About a tensorflow implementation

Question

About a tensorflow implementation

jh-jeong opened this issue 7 years ago · comments

I've followed one of Tensorflow implementations of DenseNet (https://github.com/ikhlestov/vision_networks) to reproduce DenseNet-BC-100-12.
It seemed to me that the tensorflow implementation is nearly equivalent with one from this repo,
but I couldn't reach to ~4.5 % error (the best one was about ~4.8 %, by the way)
Could you give me any reasons why it is? I already compared two codes very carefully, but couldn't find.

Tongcheng Li · Answer 1 · Wed May 03 2017 05:37:22 GMT+0800 (China Standard Time)

@jh-jeong In my "Much more efficient caffe implementation", I also reach about 4.8% for DenseNet-BC-100-12. I am curious of the cause which seems to be common between Caffe and Tensorflow.

Jongheon Jeong · Answer 2 · Wed May 17 2017 01:06:59 GMT+0800 (China Standard Time)

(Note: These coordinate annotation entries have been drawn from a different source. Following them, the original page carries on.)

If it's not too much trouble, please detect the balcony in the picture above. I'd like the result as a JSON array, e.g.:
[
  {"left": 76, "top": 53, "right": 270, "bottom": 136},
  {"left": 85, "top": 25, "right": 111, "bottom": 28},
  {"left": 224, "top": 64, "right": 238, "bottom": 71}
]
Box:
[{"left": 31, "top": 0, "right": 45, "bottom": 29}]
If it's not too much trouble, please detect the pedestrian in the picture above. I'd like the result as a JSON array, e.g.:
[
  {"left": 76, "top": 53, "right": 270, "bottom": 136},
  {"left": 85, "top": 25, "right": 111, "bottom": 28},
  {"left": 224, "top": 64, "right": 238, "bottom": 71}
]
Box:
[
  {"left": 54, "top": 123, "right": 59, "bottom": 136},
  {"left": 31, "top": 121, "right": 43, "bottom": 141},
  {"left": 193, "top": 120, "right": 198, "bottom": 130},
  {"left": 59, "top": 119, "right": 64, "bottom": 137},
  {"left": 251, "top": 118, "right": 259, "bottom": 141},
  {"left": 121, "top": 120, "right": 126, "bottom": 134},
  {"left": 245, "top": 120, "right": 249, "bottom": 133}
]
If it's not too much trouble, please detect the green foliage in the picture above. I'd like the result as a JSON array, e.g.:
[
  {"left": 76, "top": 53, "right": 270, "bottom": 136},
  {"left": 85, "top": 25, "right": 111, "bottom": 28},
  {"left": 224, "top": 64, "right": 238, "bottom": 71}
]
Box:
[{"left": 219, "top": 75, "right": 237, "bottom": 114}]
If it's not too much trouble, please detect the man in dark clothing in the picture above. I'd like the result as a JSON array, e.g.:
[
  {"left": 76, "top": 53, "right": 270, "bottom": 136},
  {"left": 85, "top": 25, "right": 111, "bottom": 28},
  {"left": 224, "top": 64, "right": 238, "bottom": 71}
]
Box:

@Tongcheng Finally I could get 4.5% in Tensorflow. What I changed are as follows:

Changing the momentum in each BN. In Tensorflow, batch normalization uses 0.999 as the default value, but torch uses 0.9.
Applying weight decay for 'all' trainable variables, as fb.resnet.torch did, including beta/gamma variables in BN and all biases.

Warren_liu · Answer 3 · Fri Nov 24 2017 11:35:24 GMT+0800 (China Standard Time)

@jh-jeong can you share your tf-version code?